The county commissioners included a 1.5 percent bonus for their employees in the 2012 budget. Salaries had been frozen in the county since the onset of the global recession — last giving a 4 percent wage increase in 2009.
When it was passed in the budget last year, the bonuses were described as “merit-based,” providing a rewards system for good employees. But a county committee found that without an established system of determining “merit” in place at the county, a flat pay-out would be more fair.
“We were really asked to figure out what is the fair and equitable thing to do with this 1.5 percent,” said Dannette Logan, county human resources director and chair of the volunteer compensation committee.
The county convened 13 employees from 11 different departments to devise the best way to distribute bonuses. They met throughout the spring, and settled on the flat bonus as the fairest means of rewarding all employees.
They considered several other options, among them was what came to be known as the “Robin Hood effect,” when bonus money would be taken from employees with salaries over $100,000 and redistributed to lower-salaried staffers.
The committee will begin working on a strategy for merit-based employee bonus evaluations this week, Logan said. They also meet with the Pitkin County commissioners today, to inform the board of the bonus plan.
“We feel that it’s kind of a good lead into a re-introduction of a merit bonus plan,” Logan said. “The organization is moving toward a pay-for-performance structure.”
Bonuses are scheduled to be paid next month, distributing 1.5 percent of the payroll to employees through the $1,000 checks. It amounts to more than $300,000 in county funds.
The county commissioners unanimously supported the bonuses last fall. After three years of frozen wages, county officials worried that they would lose quality employees — or the ability to recruit high-caliber new workers — without a bump in pay.
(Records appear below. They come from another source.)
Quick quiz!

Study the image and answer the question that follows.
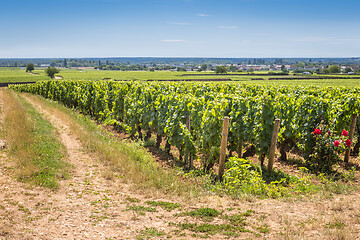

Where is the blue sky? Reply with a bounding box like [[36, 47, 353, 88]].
[[1, 0, 359, 58]]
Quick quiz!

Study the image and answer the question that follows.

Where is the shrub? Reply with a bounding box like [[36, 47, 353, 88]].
[[45, 67, 60, 79], [307, 125, 350, 173], [222, 158, 314, 198]]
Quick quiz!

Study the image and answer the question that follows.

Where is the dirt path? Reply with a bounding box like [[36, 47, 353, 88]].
[[0, 93, 189, 239], [1, 91, 360, 239]]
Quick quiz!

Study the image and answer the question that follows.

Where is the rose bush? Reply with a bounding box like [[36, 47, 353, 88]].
[[308, 125, 351, 173]]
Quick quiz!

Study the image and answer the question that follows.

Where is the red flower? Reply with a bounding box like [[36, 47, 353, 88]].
[[342, 129, 348, 137], [314, 128, 321, 135], [334, 140, 340, 147], [345, 139, 351, 147], [328, 131, 331, 135]]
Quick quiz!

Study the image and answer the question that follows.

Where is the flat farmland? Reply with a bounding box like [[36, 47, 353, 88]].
[[2, 67, 360, 87], [0, 67, 47, 83]]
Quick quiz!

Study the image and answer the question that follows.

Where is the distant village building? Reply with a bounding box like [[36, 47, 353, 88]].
[[243, 65, 269, 71], [70, 67, 95, 70]]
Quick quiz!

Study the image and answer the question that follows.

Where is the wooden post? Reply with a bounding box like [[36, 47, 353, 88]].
[[186, 115, 191, 135], [123, 95, 126, 122], [186, 115, 193, 169], [165, 140, 171, 155], [237, 140, 243, 158], [344, 114, 357, 163], [144, 129, 152, 141], [218, 116, 230, 179], [137, 125, 143, 140], [267, 119, 280, 172], [156, 133, 162, 148]]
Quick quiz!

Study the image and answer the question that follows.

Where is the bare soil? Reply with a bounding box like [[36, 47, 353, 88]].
[[1, 92, 360, 239]]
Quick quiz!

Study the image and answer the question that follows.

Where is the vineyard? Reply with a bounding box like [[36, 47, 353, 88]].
[[10, 80, 360, 178], [5, 79, 360, 238]]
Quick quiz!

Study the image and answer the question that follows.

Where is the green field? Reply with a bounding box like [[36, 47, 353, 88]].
[[0, 67, 48, 83], [1, 67, 360, 87]]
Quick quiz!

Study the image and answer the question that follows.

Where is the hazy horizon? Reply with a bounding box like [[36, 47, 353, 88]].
[[1, 57, 359, 60]]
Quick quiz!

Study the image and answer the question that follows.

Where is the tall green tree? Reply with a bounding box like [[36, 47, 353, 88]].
[[26, 63, 35, 72], [281, 65, 289, 73], [343, 67, 352, 73], [45, 67, 60, 79], [329, 65, 340, 73], [200, 63, 207, 71], [229, 65, 237, 72], [322, 68, 330, 74], [215, 66, 227, 74]]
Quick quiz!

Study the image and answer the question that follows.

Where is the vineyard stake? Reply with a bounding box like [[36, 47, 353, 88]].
[[186, 115, 193, 169], [238, 139, 243, 158], [218, 116, 230, 179], [344, 114, 357, 163], [123, 95, 126, 122], [267, 119, 280, 172]]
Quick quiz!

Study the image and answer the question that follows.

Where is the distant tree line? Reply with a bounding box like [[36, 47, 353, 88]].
[[293, 65, 359, 74], [2, 57, 360, 68], [50, 59, 99, 68], [96, 64, 177, 71]]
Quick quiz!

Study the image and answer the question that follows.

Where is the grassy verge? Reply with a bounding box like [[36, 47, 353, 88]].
[[2, 89, 69, 189], [22, 93, 201, 200], [179, 156, 358, 200]]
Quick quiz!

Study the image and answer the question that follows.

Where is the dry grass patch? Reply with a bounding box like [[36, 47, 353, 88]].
[[2, 90, 69, 189]]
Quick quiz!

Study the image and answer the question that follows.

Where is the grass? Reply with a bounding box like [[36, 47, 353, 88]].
[[125, 197, 141, 203], [89, 212, 109, 223], [208, 157, 321, 199], [171, 208, 263, 238], [180, 208, 221, 219], [325, 220, 346, 229], [221, 210, 255, 225], [0, 67, 48, 83], [136, 227, 166, 240], [2, 89, 70, 189], [145, 200, 181, 211], [125, 205, 157, 215], [277, 210, 359, 239], [177, 222, 250, 236]]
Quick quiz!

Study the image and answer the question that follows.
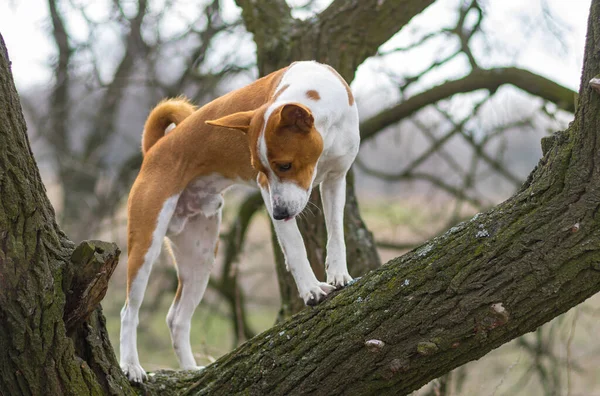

The stagnant paychecks offered employees a decreasing salary value, Pitkin County Manager Jon Peacock noted in budget discussions last year, due to ongoing inflation.
Pitkin County’s bonuses are conservative compared to other local public entities, including the city of Aspen, which gave a “cost of living” wage increase last year with a 2 percent raise. Also last year, the town of Snowmass Village gave employees a 3 percent raise, and Eagle County gave a 4 percent raise. Garfield County last year gave an effective 2.5 percent raise, paid into benefits.
District Attorney Martin Beeson sought a 2 percent wage increase for employees in his tri-county district, but the Pitkin County commissioners failed to support it. In response, the DA budgeted 1.5 percent end-of-year bonuses.